Stars Arena, a friend.tech-inspired social finance platform built on Avalanche, was targeted by a hacker who exploited a vulnerability in the platform’s smart contracts. Following the security breach, the hacker was able to access and withdraw funds from user accounts, causing significant losses for many users.
Stars Arena is a socialFi platform that allows creators to monetize their expertise. The platform offers creators the unique opportunity to sell “tickets,” essentially shares of their knowledge, to their dedicated followers. The SocialFi dApp was built on the Avalanche blockchain, allowing users to make transactions using Avalanche’s native cryptocurrency ($AVAX) to ensure speed and security.
A report from their official account on X (formerly Twitter) stated that their platform experienced a security breach, advising users to pause all activities on the platform and wait for updates as the team works to fix the issue.
A user on X (formerly Twitter) responding to the event of the hack, tracked down the address of the hacker showing all the exploited $AVAX being drained into that particular contract address.
An analysis of the exploit was reported from the Beosin account on X (Twitter), saying that the platform’s smart contracts, which are not open-source, were vulnerable to a reentrancy attack.

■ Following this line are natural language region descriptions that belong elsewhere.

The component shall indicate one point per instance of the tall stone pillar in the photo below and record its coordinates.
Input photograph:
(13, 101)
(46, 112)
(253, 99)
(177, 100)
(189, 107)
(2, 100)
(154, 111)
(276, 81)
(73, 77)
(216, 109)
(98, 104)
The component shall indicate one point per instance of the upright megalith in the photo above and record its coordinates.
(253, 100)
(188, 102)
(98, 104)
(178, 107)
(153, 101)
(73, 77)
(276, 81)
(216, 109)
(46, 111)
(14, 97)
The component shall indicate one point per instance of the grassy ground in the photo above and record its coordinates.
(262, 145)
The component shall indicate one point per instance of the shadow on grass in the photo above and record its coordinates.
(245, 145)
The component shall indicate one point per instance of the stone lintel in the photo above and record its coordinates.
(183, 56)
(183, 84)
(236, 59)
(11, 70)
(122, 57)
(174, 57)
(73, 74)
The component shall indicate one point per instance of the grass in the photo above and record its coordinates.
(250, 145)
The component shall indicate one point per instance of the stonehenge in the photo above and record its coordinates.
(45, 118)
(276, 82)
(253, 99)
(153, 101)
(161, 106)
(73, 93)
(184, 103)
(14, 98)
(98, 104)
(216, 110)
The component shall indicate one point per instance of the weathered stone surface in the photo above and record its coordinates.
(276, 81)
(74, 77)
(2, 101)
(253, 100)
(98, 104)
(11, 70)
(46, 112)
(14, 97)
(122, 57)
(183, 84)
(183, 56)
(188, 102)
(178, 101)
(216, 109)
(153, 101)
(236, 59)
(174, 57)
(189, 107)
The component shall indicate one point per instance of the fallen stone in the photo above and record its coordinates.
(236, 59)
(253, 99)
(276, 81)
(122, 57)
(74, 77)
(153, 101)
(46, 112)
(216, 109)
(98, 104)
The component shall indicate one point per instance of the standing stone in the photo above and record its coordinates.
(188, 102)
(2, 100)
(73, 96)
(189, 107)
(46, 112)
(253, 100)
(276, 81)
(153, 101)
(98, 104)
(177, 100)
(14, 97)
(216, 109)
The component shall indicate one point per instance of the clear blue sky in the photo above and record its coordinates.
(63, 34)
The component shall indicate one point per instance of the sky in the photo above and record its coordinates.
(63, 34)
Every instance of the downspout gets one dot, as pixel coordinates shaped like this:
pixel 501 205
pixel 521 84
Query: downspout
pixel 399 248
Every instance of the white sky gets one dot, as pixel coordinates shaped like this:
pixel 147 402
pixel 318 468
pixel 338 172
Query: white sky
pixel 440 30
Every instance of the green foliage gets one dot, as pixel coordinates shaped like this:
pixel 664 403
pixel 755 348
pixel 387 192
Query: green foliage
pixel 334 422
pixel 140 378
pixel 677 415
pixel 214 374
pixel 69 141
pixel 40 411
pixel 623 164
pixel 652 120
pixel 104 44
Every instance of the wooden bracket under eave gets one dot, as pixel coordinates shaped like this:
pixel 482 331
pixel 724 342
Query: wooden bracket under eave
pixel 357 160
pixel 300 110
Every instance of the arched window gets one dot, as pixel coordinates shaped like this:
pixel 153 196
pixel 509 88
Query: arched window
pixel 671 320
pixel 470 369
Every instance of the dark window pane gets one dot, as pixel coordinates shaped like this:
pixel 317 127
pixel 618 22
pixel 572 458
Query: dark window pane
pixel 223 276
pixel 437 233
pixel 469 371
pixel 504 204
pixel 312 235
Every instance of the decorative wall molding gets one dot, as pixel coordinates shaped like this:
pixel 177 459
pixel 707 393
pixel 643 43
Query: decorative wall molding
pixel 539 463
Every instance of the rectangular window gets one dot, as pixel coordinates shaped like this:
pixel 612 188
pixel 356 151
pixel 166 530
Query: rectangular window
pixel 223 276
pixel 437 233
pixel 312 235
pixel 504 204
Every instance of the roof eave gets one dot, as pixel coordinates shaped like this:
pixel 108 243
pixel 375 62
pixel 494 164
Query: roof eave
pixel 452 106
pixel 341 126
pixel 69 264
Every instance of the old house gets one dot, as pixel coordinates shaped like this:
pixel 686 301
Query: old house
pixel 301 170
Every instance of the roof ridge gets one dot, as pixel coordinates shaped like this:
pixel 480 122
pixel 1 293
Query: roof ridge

This allowed the hacker to access and withdraw funds from user accounts, causing significant financial damage of $2.9M worth of $AVAX.
In an Oct. 5 post on X (Twitter), the Stars Arena account announced a recent exploit in their platform which allowed the attackers to steal $2,000 from the Avalanche-based decentralized social media platform, reporting the issue to have been fixed, adding, “Don’t get this wrong, we are at war.”
The previous exploit in their platform caused a major surge in the gas fees on Avalanche, which made the withdrawal of the earnings from the hack far more expensive than anticipated.
The Stars Arena team has taken steps to secure the platform and fix the recent security breach, while also working on compensating affected users, but many questions remain about the incident and how it could have been prevented. Stars Arena is the latest app to join a growing roster of social finance platforms, such as Alpha on the Bitcoin network, Friend.tech on Ethereum and PostTech on Arbitrum.